In the spring one hundred years ago, my maternal grandparents met at a country fair. Charles was near fifty. Josephine was twenty. He was an immigrant farm laborer from neighboring New York state. She was a member of Six Nations from Brantford, Ontario. On August 30, 1910, they wed.

 

Children soon followed. Charles Junior, Beatrice, Mary, Violet, Ivy, Albert, Jack, Irene, and Frank. Labor pains for Josephine’s tenth baby (in sixteen years) started weeks earlier than expected.

 

My grandfather, Charles, or “Pa,” as he was called by then, went for the doctor. Josephine’s eldest daughter, 15-year-old Beatrice, tended her mother’s labor. Josephine gave birth to a girl.

 

“The baby is dead,” Josephine told Beatrice. “Wrap it in a blanket. Set it out back by the wood pile.”  Beatrice did as she was told.

 

The doctor did not arrive, but Josephine’s mother did. “Where’s the baby?” she demanded.

 

“Out back. It’s dead.” Beatrice said.

 

“Go get it!” Beatrice returned, swathed baby in arms. They unwrapped the baby and massaged the infant’s whimper into a newborn wail. That baby was my mother.

 

In 1926, what became of orphans who were the youngest of ten? Mom told us Aunt Mary, the second oldest sister raised her. But mom she never told us about her Indigenous heritage, the extreme poverty, or the blatant discrimination.

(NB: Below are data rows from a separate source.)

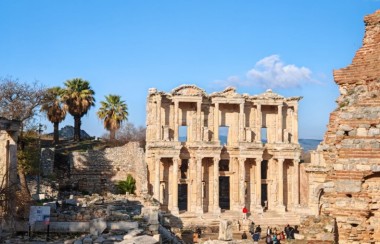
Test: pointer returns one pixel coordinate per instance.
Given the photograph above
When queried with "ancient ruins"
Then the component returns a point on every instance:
(9, 130)
(346, 167)
(257, 167)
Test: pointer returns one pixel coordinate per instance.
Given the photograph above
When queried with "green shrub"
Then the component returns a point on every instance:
(128, 185)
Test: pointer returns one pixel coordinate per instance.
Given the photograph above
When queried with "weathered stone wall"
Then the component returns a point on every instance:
(351, 146)
(98, 171)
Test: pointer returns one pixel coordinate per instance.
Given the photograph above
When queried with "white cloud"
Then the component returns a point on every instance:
(271, 72)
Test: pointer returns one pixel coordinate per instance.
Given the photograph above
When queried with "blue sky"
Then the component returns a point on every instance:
(127, 47)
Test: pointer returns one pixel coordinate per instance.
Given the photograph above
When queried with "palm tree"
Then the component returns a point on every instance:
(54, 109)
(78, 98)
(113, 111)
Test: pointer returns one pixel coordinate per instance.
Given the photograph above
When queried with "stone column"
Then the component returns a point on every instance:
(241, 122)
(295, 125)
(281, 206)
(216, 122)
(159, 130)
(259, 207)
(175, 210)
(258, 123)
(216, 185)
(176, 124)
(242, 182)
(279, 124)
(199, 205)
(199, 121)
(156, 193)
(296, 188)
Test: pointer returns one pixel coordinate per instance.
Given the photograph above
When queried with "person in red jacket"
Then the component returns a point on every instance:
(245, 211)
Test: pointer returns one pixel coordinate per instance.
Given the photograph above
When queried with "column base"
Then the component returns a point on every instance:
(281, 208)
(259, 209)
(199, 211)
(175, 211)
(217, 210)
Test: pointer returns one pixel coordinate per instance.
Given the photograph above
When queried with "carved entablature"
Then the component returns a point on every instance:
(229, 92)
(188, 90)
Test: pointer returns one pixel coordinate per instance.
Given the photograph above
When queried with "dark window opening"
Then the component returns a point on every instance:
(183, 133)
(224, 165)
(264, 135)
(223, 134)
(184, 167)
(264, 169)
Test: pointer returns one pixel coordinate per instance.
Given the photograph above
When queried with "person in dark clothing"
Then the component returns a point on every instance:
(199, 232)
(287, 231)
(258, 230)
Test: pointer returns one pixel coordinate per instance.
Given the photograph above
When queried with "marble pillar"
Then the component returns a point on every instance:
(216, 185)
(175, 209)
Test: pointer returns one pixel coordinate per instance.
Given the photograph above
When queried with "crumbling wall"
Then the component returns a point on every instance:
(98, 171)
(351, 146)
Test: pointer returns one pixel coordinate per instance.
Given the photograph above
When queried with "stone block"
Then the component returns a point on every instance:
(225, 230)
(122, 225)
(97, 226)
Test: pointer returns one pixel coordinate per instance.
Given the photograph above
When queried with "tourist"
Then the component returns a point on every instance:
(269, 231)
(258, 230)
(268, 239)
(287, 231)
(274, 239)
(256, 238)
(245, 211)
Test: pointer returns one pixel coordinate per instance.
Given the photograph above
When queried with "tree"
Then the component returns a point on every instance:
(54, 109)
(78, 98)
(20, 101)
(113, 112)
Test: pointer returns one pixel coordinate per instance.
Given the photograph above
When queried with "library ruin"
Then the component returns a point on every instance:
(191, 169)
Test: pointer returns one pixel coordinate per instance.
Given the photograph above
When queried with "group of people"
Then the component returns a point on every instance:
(273, 236)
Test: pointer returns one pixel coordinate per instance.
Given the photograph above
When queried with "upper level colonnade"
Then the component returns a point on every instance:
(243, 118)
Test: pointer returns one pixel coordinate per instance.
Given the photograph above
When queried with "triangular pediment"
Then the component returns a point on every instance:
(188, 90)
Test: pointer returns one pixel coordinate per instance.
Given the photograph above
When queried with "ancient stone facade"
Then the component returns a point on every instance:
(8, 152)
(99, 171)
(345, 170)
(190, 168)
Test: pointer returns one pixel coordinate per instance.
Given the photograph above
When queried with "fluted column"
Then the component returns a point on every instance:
(199, 122)
(159, 130)
(199, 205)
(258, 184)
(216, 122)
(279, 123)
(280, 162)
(296, 177)
(242, 181)
(175, 209)
(295, 125)
(156, 192)
(176, 124)
(258, 123)
(241, 122)
(216, 185)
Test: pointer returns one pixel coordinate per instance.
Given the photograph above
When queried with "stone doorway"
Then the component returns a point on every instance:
(182, 197)
(224, 192)
(264, 195)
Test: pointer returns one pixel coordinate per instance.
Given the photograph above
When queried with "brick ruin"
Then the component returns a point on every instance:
(257, 167)
(345, 170)
(99, 170)
(8, 152)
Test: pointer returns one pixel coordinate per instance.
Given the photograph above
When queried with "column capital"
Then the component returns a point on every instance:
(242, 159)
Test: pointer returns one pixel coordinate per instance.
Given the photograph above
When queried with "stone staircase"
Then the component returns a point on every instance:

To this day, I don’t know how she survived.

 

She met dad at a dance in Dundas, Ontario. He was a Saskatchewan farm boy, conscripted to the Army and undergoing Basic Training before deployment. He went to war and when he returned six years later, they married and took the train to Saskatchewan. He thought the prairie would erase the horror of war. Siblings told mom, “You look white. You’ll blend in out west.”

 

She knew how to work. In the days of small family farms, she could outwork any man. She was creative, a gift from her mother, Josephine, and could sew anything. In those days, the law had finally changed so women could go inside a beer parlor. Even though women were still unwelcome, she strode in and ordered a beer. She had a driver’s license and unlike her friends, she had the confidence to commandeer anything with wheels.

 

The first time I heard that mom was stillborn, was at her funeral. Three generations of family and friends told fond stories of a woman whose energy had become legend.

 

Delia Jeanette Stansbury Carleton was eighty-three when she passed.

In her final years, her physical energy and strength remained although her mind was lost to dementia.

Maybe when you begin life behind the wood pile, you are born knowing how to Stand Tall.